An engagement, of more or less magnitude, was evidently imminent. General Reynolds rode forward to select a position for a line of battle. Unfortunate — sadly unfortunate again — alike for him, with all a gallant soldier's possibilities ahead of him, and for the country, that so sorely needed his well-tried services. He fell, almost instantly, pierced by a ball from a sharp-shooter's rifle, and was borne, dying or dead, to the rear. General Doubleday was next in command.

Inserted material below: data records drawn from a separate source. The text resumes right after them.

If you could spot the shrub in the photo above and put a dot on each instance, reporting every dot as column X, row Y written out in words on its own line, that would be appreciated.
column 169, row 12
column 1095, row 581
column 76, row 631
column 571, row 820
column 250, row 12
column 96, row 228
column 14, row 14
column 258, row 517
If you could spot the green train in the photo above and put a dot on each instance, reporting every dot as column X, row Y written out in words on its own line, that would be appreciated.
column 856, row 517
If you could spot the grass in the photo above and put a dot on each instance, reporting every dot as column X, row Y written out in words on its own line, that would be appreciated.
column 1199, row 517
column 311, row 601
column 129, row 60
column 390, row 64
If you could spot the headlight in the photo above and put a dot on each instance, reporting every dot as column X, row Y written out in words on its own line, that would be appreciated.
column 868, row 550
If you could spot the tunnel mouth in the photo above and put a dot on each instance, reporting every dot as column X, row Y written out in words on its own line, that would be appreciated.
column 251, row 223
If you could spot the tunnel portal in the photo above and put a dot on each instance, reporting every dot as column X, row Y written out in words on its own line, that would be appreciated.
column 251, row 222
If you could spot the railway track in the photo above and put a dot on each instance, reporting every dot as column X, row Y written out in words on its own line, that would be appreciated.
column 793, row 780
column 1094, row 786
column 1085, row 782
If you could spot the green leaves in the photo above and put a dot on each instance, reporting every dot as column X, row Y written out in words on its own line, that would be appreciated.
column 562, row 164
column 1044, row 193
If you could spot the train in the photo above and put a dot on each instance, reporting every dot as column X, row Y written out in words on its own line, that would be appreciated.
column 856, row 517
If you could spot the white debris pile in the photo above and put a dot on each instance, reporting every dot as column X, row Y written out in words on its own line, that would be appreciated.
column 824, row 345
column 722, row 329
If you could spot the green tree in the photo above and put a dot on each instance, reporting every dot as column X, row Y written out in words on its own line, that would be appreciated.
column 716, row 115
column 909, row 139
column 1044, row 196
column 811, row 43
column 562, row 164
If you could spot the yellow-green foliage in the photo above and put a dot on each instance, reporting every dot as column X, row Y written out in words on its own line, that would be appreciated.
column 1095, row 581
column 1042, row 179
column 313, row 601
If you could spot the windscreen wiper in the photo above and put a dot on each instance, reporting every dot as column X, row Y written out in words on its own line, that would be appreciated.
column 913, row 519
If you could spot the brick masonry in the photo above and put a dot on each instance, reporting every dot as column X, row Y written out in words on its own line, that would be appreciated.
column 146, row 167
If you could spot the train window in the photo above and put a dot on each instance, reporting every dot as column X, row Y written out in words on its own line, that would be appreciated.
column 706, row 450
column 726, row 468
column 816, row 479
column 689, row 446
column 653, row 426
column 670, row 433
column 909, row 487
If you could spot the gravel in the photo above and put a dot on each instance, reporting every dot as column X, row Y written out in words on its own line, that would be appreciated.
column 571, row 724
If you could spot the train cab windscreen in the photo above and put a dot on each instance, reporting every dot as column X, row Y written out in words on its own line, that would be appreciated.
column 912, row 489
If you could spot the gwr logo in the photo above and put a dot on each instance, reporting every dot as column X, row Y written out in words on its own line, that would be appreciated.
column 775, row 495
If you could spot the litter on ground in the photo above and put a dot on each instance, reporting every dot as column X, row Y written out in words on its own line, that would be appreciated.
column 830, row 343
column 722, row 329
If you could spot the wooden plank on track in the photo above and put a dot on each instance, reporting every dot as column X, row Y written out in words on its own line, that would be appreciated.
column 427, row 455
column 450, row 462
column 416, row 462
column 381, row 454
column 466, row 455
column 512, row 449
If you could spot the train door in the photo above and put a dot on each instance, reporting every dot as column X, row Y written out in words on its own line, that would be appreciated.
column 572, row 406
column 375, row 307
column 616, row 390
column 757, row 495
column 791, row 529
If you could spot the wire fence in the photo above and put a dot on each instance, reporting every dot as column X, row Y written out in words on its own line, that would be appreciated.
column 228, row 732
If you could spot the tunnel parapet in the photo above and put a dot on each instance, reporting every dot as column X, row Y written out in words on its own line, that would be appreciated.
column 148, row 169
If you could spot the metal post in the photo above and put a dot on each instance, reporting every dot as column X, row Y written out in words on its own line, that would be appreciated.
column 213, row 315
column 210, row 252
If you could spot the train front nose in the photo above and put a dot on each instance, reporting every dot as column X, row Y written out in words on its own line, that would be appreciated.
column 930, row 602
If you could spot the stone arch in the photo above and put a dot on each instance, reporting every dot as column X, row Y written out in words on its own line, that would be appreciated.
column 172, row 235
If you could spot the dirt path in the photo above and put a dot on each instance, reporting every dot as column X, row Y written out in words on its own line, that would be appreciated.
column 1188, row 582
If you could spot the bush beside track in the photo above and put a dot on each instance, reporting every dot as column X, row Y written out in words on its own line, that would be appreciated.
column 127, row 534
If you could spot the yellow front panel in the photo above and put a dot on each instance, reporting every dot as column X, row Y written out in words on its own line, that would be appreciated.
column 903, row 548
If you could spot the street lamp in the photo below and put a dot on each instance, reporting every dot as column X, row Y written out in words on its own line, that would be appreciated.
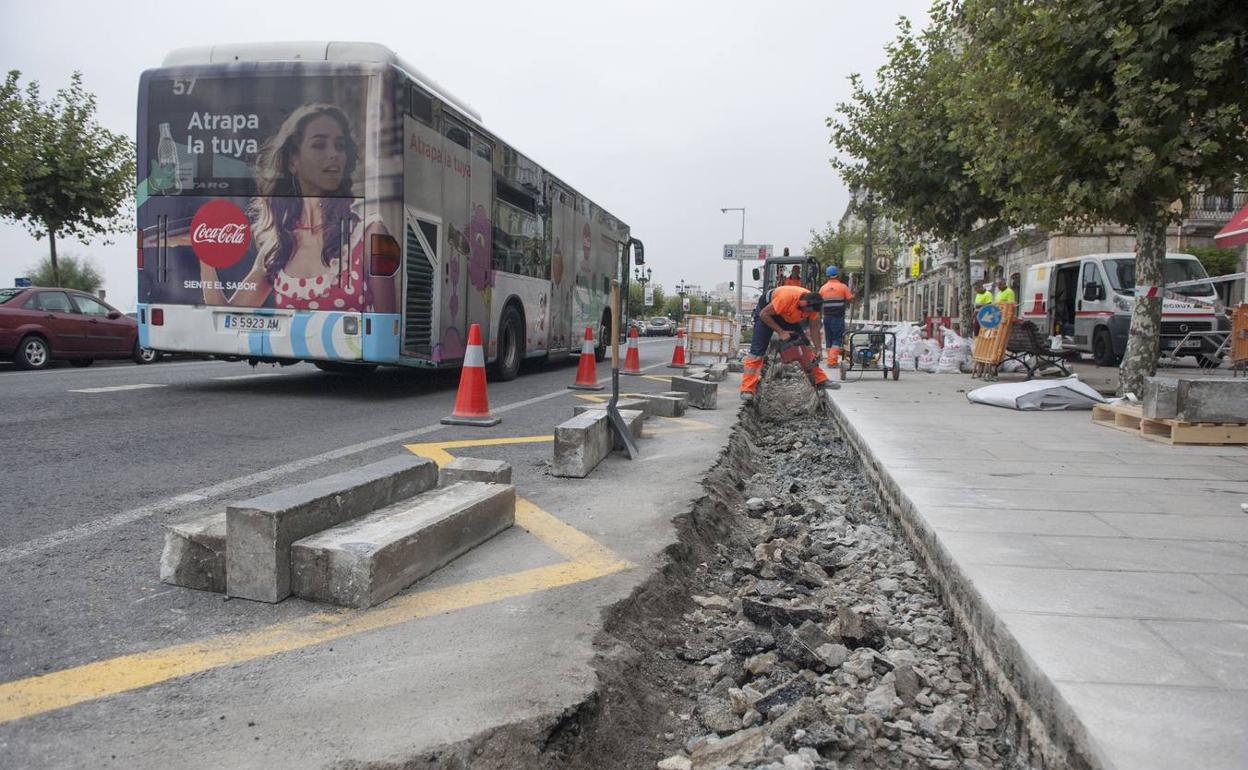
column 864, row 204
column 643, row 277
column 740, row 263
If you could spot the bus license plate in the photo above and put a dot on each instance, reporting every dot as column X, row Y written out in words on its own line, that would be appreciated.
column 253, row 323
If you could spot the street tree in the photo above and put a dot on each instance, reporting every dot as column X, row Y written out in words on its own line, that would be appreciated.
column 64, row 174
column 1106, row 111
column 897, row 140
column 14, row 152
column 70, row 272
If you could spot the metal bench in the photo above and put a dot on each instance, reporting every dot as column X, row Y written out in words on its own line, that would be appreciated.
column 1030, row 348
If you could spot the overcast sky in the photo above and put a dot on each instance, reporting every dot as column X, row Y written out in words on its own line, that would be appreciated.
column 660, row 111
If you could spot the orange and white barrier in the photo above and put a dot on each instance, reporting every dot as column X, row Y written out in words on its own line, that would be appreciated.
column 633, row 358
column 678, row 355
column 587, row 370
column 472, row 403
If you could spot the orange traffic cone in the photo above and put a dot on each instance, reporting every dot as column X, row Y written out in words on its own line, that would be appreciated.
column 678, row 355
column 633, row 358
column 472, row 403
column 587, row 371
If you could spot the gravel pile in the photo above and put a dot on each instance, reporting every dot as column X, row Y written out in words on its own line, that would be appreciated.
column 823, row 644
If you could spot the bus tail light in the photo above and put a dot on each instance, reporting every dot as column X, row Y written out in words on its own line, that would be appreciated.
column 383, row 255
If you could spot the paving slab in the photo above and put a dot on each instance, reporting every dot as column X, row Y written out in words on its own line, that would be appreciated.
column 1101, row 575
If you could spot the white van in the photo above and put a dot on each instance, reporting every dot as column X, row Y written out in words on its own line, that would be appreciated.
column 1088, row 301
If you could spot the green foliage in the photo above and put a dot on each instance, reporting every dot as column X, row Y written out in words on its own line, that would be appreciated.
column 1217, row 261
column 61, row 174
column 75, row 272
column 1103, row 110
column 1088, row 111
column 897, row 137
column 14, row 154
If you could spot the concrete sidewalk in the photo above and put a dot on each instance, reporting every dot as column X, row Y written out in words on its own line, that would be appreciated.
column 1103, row 578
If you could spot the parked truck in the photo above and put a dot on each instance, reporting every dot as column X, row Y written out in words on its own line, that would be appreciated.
column 1088, row 300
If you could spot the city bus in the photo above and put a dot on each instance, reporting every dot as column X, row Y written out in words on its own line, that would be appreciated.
column 327, row 202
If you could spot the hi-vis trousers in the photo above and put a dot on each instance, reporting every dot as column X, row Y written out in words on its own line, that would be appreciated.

The enemy were seen ready. There was no time to wait for orders from the new corps commander; instantly, right and left, Cutler and Meredith wheeled into line of battle on the double-quick. Well-tried troops, those; no fear of their flinching; veterans of a score of battles — in the war some of them from the very start; with the first at Philippi, Laurel Hill, Carrick's Ford, Cheat Mountain and all the Western Virginia campaign; trusted of Shields at Winchester, and of Lander at Romney and Bloomery Gap; through the campaign of the Shenandoah Valley, and with the army of the Potomac in every march to the red slaughter sowing that still had brought no harvest of victory. Meredith's old Iron Brigade was the Nineteenth Indiana, Twenty-fourth Michigan, Sixth and Seventh Wisconsin--veterans all, and well mated with the brave New-Yorkers whom Wadsworth also led.